Luft, das fliegende Objekt und ich: Das sind meine ruhigen, schönen Momente.

 

Bill Wilson: Es scheinen Gleiter, Trickdrachen, Einleiner-Drachen zu sein. Wie wurdest du inspiriert, diese Drachen zu entwickeln?

Thomas Horvath: Ich wollte Drachen, mit welchen ich an windstillen Abenden ganz entspannt rumspielen konnte. Um ohne Wind zu fliegen, braucht es Bewegung, und es ist essenziell, dass ich diese Bewegung beeinflussen kann. Solch ein Flug-Gerät musste fähig sein, über längere Distanzen davongleiten zu können und dabei lenkbar zu bleiben. Ich begann, die Flug-Stabilität der Drachen auf ein Minimum zu reduzieren, die Designs immer langsamer und agiler zu gestalten, um ein möglichst direktes Ansprechverhalten zu erreichen.

So wurde es möglich, dass diese Einleiner-Drachen enge Flat-Spins und andere Moves fliegen können, was lange Airtimes auch in engen Platzverhältnissen fördert.

 

Bill Wilson: Was ist das urban ninja project?

Thomas Horvath: The urban ninja ist ein Versuch, ein einfach zu fliegendes Gerät oder Gadget auch Leuten anzubieten, welche bisher noch nichts mit Drachen zu tun hatten, auch Kids. Diesen Drachen kann man immer und überall ganz unkompliziert fliegen. Projekt, weil ich plane, weitere Varianten zu veröffentlichen: Eine kleine Indoor-Variante (welche ich gerade vor ein paar Minuten im kite-lab flog), einen noch agressiveren, hoch instabilen Drachen usw. Das wird aber nicht im nächsten Monat sein.

Es stellte sich heraus, dass die Leute im dichten Himmel eines Drachenfestes gerne ihren "The urban ninja fliegen", um dann, wenn sich der Wind am Abend vollkommen legt und eine Menge Platz im leeren Himmel ist, mit ihren "The long way home" und den anderen Flügel-Designs rumgleiten. Es wäre schön, immer mehr Ninja-Flieger in der wachsenden Gemeinschaft zu sehen. Mit der Nummer auf dem Segel lädst du andere ein, mit dir gemeinsam Drachen zu fliegen, am besten an einem engen Spot.

 

Bill Wilson: Weshalb hast du dich entschlossen, die Pläne für The urban ninja online zu stellen?

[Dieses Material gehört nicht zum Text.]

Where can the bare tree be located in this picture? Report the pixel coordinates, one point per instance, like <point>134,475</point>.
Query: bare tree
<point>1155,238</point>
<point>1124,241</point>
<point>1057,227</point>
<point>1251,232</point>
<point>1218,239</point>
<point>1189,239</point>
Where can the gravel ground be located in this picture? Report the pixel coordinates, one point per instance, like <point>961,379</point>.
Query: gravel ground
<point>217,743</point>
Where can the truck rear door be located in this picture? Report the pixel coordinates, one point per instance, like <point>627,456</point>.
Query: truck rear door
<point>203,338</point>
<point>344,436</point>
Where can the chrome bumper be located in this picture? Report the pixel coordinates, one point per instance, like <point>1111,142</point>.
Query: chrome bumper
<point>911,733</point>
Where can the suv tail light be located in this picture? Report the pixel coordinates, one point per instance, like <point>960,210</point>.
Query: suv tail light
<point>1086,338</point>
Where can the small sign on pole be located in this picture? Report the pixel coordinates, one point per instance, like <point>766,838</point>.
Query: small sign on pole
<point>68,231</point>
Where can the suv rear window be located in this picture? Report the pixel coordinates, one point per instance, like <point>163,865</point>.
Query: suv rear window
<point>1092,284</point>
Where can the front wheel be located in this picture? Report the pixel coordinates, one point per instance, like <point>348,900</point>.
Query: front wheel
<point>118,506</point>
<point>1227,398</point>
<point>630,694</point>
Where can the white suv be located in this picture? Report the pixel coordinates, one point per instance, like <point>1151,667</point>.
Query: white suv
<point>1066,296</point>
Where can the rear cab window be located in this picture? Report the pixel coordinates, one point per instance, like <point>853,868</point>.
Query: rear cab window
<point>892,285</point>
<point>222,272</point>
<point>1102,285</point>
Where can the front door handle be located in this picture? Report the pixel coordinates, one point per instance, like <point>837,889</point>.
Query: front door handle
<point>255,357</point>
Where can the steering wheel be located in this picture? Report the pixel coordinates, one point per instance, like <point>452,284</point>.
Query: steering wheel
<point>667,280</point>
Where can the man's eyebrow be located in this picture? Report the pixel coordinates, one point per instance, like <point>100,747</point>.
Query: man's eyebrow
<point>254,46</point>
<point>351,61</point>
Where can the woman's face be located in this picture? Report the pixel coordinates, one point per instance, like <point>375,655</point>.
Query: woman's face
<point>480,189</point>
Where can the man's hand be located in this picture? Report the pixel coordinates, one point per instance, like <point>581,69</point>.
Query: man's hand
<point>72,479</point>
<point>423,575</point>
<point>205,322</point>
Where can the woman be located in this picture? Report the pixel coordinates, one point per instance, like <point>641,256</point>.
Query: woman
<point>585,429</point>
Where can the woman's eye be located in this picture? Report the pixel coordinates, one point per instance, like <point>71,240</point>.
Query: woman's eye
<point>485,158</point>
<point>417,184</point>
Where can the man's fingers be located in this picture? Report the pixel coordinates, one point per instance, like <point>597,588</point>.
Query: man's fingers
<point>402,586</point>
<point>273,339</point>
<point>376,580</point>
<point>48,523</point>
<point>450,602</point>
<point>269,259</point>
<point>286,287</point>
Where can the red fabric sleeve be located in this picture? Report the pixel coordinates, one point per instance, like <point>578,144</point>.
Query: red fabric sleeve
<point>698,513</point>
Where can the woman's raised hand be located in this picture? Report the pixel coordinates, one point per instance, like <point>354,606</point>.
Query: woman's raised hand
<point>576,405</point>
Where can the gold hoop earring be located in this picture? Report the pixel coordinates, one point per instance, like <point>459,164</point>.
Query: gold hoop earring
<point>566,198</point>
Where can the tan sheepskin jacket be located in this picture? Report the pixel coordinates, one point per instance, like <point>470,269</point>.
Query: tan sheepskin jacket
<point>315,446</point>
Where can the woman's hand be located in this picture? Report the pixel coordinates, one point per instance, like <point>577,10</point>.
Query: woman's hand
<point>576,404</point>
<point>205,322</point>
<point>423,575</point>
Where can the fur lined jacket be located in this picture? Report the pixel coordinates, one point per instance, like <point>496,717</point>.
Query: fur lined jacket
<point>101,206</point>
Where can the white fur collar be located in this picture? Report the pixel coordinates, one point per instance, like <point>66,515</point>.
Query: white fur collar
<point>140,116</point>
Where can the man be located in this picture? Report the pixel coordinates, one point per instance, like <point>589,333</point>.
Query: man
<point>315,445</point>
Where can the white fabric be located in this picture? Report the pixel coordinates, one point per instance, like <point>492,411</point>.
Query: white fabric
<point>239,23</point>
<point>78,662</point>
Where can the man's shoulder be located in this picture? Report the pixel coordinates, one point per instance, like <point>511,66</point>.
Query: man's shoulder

Thomas Horvath: Um etwas mit der Community zu teilen, aktives Einleiner-Drachenfliegen im urbanen Raum zu promoten und für Leute, die an Drachen-Innovationen interessiert sind.

Seit diesem Interview hat Thomas einen weiteren Artikel publiziert, welcher sein Werk in den Kontext der Drachenwelt stellt, mit Analogien zu anderen Ansätzen.